Uber lost a lot of money on these rides, and drivers hated them since they got paid the same amount, and customers tended to leave worse reviews (even if it usually wasn’t the driver's fault for having a very meandering route).
So even towards its IPO, Uber increased the price of UberPool to make it slightly more viable.
Then, COVID struck, and Uber realized that given how hard it is to convince customers to take Uber (considering the health risks), and how hard it is to convince drivers to get back on the road, they ditched the pool service completely.
But Sharing is Caring, so it’s Back
Different name, slightly different terms.

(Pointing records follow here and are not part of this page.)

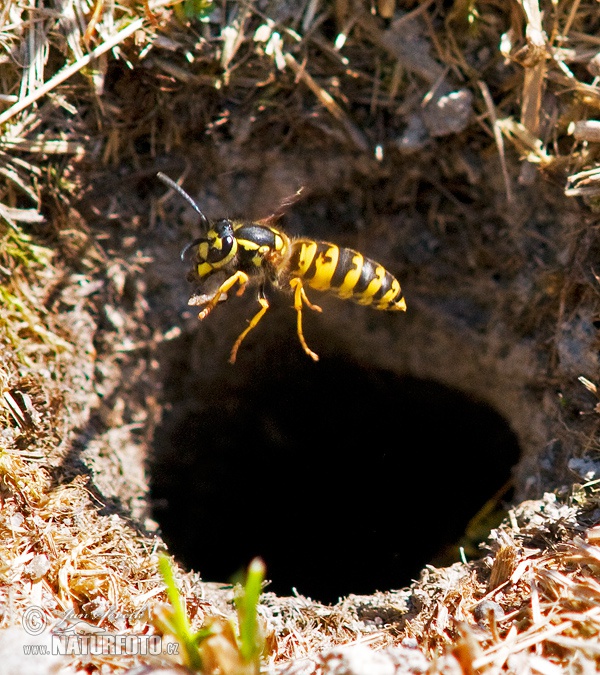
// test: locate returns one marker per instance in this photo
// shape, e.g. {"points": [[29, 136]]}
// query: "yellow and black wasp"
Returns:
{"points": [[241, 252]]}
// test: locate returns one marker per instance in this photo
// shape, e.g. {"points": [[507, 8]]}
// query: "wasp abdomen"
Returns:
{"points": [[347, 273]]}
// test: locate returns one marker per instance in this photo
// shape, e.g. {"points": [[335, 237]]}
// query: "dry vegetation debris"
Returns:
{"points": [[312, 74]]}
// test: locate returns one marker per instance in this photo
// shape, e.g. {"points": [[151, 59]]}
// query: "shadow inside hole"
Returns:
{"points": [[343, 479]]}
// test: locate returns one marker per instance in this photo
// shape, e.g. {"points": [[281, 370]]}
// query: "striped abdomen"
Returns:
{"points": [[347, 273]]}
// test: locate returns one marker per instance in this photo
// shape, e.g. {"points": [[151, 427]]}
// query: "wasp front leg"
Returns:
{"points": [[264, 306], [240, 278], [299, 299]]}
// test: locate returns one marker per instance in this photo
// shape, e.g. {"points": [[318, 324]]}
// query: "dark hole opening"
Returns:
{"points": [[344, 479]]}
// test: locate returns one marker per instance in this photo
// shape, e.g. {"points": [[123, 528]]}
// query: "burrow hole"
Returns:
{"points": [[344, 479]]}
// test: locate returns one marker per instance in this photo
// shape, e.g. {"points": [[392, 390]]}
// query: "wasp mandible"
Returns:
{"points": [[245, 252]]}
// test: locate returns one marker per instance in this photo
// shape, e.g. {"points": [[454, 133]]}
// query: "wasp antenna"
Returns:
{"points": [[180, 191]]}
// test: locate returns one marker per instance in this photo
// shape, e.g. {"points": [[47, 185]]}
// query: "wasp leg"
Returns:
{"points": [[264, 306], [299, 298], [240, 278]]}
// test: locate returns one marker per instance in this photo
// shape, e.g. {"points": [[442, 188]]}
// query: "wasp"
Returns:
{"points": [[242, 253]]}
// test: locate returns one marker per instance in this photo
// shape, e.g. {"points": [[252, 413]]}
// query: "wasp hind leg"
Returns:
{"points": [[240, 278], [264, 306], [299, 299]]}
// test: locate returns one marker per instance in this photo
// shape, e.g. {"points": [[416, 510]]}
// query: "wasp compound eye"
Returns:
{"points": [[187, 247]]}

The reason for the different terms is clear: Uber’s CEO, Dara Khosrowshahi, has already said that given the economic situation, additional focus is going to be put on unit economics.
So let’s see.
Uber’s customers are still price sensitive. In fact, with the increase in gas prices, and the continuing shortage of drivers the past few months, Uber’s prices are quite elevated. Given these high prices, which are coupled with limited discounts, I expect only very few people to try the new UberX Share.

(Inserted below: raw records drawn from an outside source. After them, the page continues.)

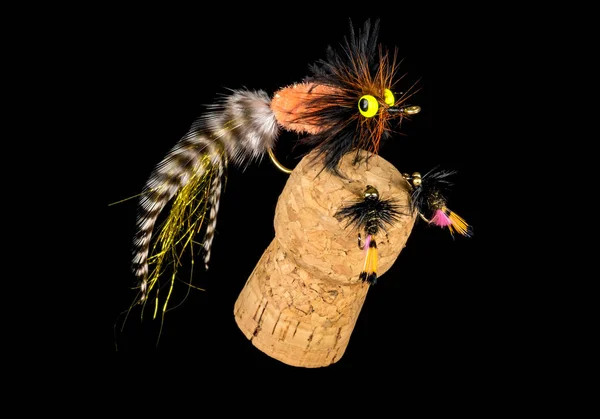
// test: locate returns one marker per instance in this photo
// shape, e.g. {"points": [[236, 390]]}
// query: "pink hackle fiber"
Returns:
{"points": [[367, 242], [441, 219]]}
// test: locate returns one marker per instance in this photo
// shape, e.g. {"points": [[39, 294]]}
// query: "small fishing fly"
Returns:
{"points": [[370, 215], [351, 101], [427, 196]]}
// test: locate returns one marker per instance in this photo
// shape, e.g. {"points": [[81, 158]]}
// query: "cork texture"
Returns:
{"points": [[302, 300]]}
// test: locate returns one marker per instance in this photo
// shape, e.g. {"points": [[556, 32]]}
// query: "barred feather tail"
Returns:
{"points": [[216, 189], [240, 128]]}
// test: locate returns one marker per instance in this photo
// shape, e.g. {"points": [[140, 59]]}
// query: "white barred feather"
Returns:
{"points": [[243, 125]]}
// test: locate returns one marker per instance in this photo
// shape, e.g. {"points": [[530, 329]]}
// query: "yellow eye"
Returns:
{"points": [[389, 97], [368, 106]]}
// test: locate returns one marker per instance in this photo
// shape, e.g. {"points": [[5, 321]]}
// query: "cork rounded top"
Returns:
{"points": [[318, 242]]}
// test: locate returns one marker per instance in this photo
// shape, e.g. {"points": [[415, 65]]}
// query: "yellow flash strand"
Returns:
{"points": [[458, 224], [176, 234]]}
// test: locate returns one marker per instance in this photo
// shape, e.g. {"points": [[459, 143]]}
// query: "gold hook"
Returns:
{"points": [[276, 162]]}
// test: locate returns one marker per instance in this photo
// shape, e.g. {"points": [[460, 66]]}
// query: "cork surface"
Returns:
{"points": [[302, 300]]}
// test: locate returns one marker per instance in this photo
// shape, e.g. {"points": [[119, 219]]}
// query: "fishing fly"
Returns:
{"points": [[370, 214], [427, 196], [350, 101]]}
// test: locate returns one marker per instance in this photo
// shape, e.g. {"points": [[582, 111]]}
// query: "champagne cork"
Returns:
{"points": [[302, 300]]}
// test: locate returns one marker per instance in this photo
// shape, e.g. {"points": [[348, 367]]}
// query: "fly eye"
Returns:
{"points": [[389, 98], [368, 106]]}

And indeed it seems that people are not really using it. If it’s not being used, density will be low, which means prices will remain high. As prices remain high (and the uncertainty of whether you will get paired or not remains high too), fewer people will use it…and so forth.
It’s like a flywheel, but in reverse. It starts slow and becomes slower, and slower, until it stops.
So why try?
In my opinion:
Some of it lies in desperation: Uber needs to find a way to make money, and it just doesn’t have that many options in such a competitive market. Competing on customers and on drivers makes it hard to make money on a consistent basis.

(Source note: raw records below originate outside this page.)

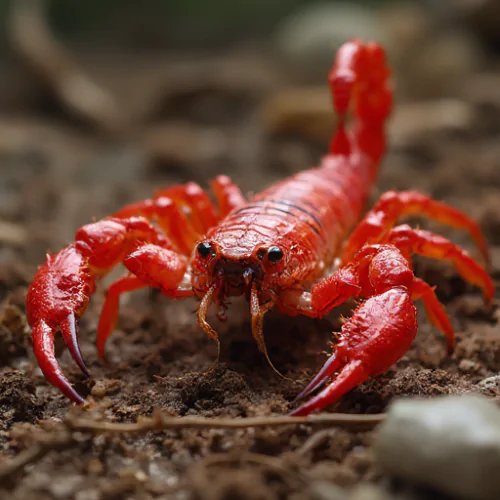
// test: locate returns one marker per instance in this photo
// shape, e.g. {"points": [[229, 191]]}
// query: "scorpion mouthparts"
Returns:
{"points": [[248, 276]]}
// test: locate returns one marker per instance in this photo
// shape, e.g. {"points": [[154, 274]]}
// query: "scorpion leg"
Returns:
{"points": [[425, 243], [393, 205], [186, 212], [151, 266]]}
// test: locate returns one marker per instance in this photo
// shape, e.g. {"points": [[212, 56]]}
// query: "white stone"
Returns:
{"points": [[450, 443]]}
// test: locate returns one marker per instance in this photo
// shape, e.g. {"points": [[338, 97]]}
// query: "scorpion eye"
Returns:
{"points": [[204, 249], [274, 254]]}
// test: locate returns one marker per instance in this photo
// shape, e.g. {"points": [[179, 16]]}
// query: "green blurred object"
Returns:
{"points": [[161, 22]]}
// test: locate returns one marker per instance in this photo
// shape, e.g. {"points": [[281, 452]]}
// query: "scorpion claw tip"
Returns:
{"points": [[319, 380], [69, 329], [43, 346]]}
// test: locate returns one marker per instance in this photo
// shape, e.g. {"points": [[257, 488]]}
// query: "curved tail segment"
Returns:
{"points": [[359, 82]]}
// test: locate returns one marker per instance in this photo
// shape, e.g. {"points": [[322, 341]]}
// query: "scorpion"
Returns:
{"points": [[295, 247]]}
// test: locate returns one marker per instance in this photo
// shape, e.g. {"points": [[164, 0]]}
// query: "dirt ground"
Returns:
{"points": [[56, 174]]}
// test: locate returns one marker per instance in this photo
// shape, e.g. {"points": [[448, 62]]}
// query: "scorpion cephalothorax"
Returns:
{"points": [[286, 248]]}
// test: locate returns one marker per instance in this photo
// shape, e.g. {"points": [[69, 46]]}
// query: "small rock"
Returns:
{"points": [[451, 444]]}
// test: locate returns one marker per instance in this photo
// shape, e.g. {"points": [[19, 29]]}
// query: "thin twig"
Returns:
{"points": [[62, 439], [160, 421], [32, 39]]}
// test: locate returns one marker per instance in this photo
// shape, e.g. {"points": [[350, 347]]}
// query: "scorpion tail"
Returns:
{"points": [[359, 82]]}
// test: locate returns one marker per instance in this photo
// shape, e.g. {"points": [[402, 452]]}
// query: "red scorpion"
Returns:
{"points": [[283, 248]]}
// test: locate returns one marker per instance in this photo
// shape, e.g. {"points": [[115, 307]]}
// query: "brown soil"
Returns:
{"points": [[55, 178]]}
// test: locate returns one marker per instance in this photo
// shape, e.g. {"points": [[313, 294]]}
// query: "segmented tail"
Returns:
{"points": [[359, 81]]}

Some of it lies in an effort to see if consumer behavior changed: Maybe customers changed with COVID and people are not as price-sensitive as before. Maybe the remote work era changed transportation patterns.
And some of it probably lies in Uber’s internal political pressure: Before COVID, the UberPool people had 20% of the rides. And for the last few years, nothing. I am sure there is pressure within the firm to resurrect it.
But this brings me to another point. Over the last few years (even before COVID) we saw very little innovation on Uber’s ridesharing aspect (unlike UberEats and grocery delivery). Same products, worse interface, higher prices (for which Uber is not always exclusively to blame), but nothing beyond that.
Is everyone just waiting for self-driving cars? Is nothing going to happen between now and then?
One thing I liked about Uber was its global aspect. I can open the app anywhere and quickly find a ride. However, I am currently on a global trip between Munich, Tel Aviv, and Mumbai, and my experience so far has not been what I was expecting. In Munich it was ok (meaning, similar to what I’m used to in the US): long wait times and expensive rides. In Tel Aviv it was non-existent (it’s called UberTaxi, which is short for “the worst of both worlds”). In Mumbai, I was quoted 22 minutes for a ride this morning and then had several drivers cancel the trip altogether.
Were we all spoiled in the days of cheap, fast, global transportation? And are these days long gone? Or are we still in the COVID-19 after-shock and can expect better days ahead?
Mobility is such an important part of our lives, that I’m hoping for the latter. But for that, we need the operating firms to wake up and start innovating again.